_ideals held in common_. Then will the architect conceive the city's
monument which will no longer be a temple, a prison, or a fortress;
then will the painter, the sculptor, the carver, the ornament-worker
know where to put their canvases, their statues, and their decoration;
deriving their power of execution from the same vital source, and
gloriously marching all together towards the future.

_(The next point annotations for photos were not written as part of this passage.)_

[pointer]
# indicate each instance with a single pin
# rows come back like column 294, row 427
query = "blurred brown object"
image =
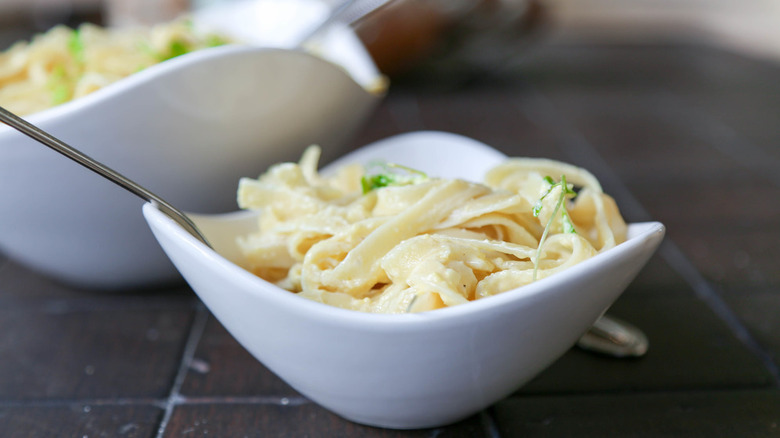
column 463, row 34
column 122, row 13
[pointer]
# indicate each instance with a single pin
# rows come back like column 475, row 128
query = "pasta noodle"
column 426, row 244
column 64, row 64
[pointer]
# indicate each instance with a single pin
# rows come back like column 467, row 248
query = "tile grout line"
column 573, row 143
column 196, row 332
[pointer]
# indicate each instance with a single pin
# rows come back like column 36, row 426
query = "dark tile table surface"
column 686, row 135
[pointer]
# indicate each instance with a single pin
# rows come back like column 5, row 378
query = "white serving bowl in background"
column 411, row 370
column 187, row 129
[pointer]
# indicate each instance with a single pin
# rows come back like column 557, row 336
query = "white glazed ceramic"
column 412, row 370
column 187, row 129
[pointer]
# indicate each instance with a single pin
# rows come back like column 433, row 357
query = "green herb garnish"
column 76, row 46
column 392, row 175
column 568, row 225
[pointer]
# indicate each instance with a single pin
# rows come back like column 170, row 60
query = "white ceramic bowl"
column 187, row 129
column 412, row 370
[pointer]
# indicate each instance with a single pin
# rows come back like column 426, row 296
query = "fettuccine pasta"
column 64, row 64
column 426, row 244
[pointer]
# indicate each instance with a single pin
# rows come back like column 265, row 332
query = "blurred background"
column 408, row 33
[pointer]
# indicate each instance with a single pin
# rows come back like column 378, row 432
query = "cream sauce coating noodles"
column 423, row 246
column 64, row 64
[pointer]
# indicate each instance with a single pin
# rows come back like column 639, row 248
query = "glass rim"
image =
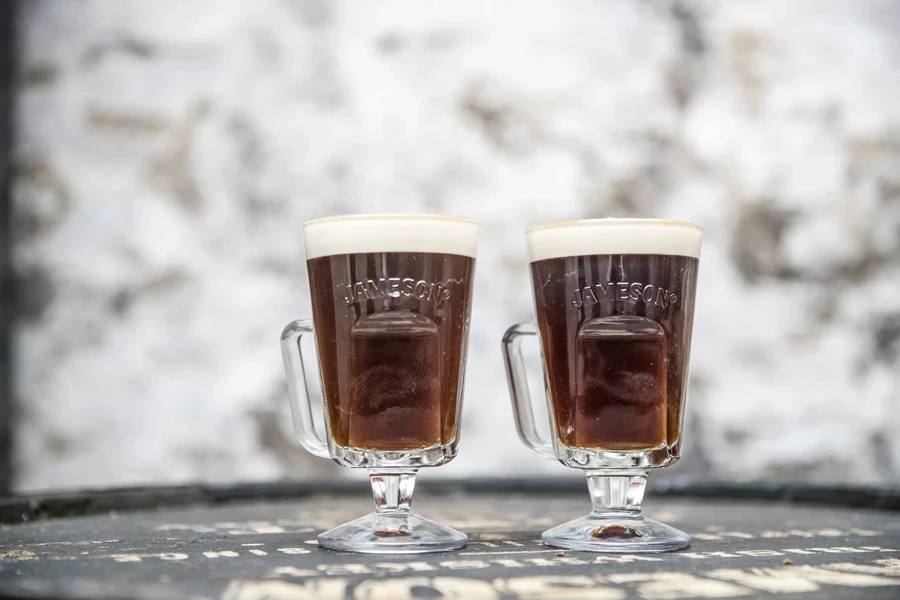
column 388, row 216
column 614, row 222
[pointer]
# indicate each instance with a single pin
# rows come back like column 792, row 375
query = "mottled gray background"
column 168, row 152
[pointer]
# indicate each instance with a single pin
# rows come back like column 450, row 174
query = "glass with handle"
column 391, row 298
column 614, row 300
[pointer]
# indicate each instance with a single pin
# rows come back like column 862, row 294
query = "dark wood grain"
column 255, row 542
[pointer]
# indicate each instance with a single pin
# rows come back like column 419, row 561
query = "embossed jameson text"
column 623, row 291
column 396, row 287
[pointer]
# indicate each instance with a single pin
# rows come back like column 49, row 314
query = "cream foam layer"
column 613, row 236
column 358, row 234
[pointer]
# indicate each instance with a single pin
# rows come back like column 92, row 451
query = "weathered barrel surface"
column 258, row 542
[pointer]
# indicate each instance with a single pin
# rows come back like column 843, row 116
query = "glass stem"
column 392, row 490
column 616, row 493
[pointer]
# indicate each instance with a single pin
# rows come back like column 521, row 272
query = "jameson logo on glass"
column 391, row 298
column 614, row 300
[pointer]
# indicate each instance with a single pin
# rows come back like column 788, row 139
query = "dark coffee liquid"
column 616, row 335
column 391, row 330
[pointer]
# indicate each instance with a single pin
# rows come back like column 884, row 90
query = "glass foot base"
column 628, row 535
column 396, row 533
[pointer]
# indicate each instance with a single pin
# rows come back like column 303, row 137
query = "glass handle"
column 517, row 377
column 298, row 388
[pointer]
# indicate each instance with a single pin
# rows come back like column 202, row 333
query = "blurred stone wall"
column 168, row 152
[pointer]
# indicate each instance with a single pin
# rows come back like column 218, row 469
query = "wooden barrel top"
column 255, row 542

But till then art can only vegetate. The best canvases of modern artists
are those that represent nature, villages, valleys, the sea with its
dangers, the mountain with its splendours. But how can the painter
express the poetry of work in the fields if he has only contemplated it,
imagined it, if he has never delighted in it himself? If he only knows
it as a bird of passage knows the country he soars over in his
migrations? If, in the vigour of early youth, he has not followed the
plough at dawn, and enjoyed mowing grass with a large sweep of the
scythe next to hardy haymakers vying in energy with lively young girls
who fill the air with their songs? The love of the soil and of what
grows on it is not acquired by sketching with a paint-brush--it is only
in its service; and without loving it, how paint it? This is why all
that the best painters have produced in this direction is still so
imperfect, not true to life, nearly always merely sentimental. There is
no _strength_ in it.
You must have seen a sunset when returning from work. You must have been
a peasant among peasants to keep the splendour of it in your eye. You
must have been at sea with fishermen at all hours of the day and night,
have fished yourself, struggled with the waves, faced the storm, and
after rough work experienced the joy of hauling a heavy net, or the
disappointment of seeing it empty, to understand the poetry of fishing.
You must have spent time in a factory, known the fatigues and the joys
of creative work, forged metals by the vivid light of a blast furnace,
have felt the life in a machine, to understand the power of man and to
express it in a work of art. You must, in fact, be permeated with
popular feelings, to describe them.
Besides, the works of future artists who will have lived the life of
the people, like the great artists of the past, will not be destined for
sale. They will be an integral part of a living whole that would not be
complete without them, any more than they would be complete without it.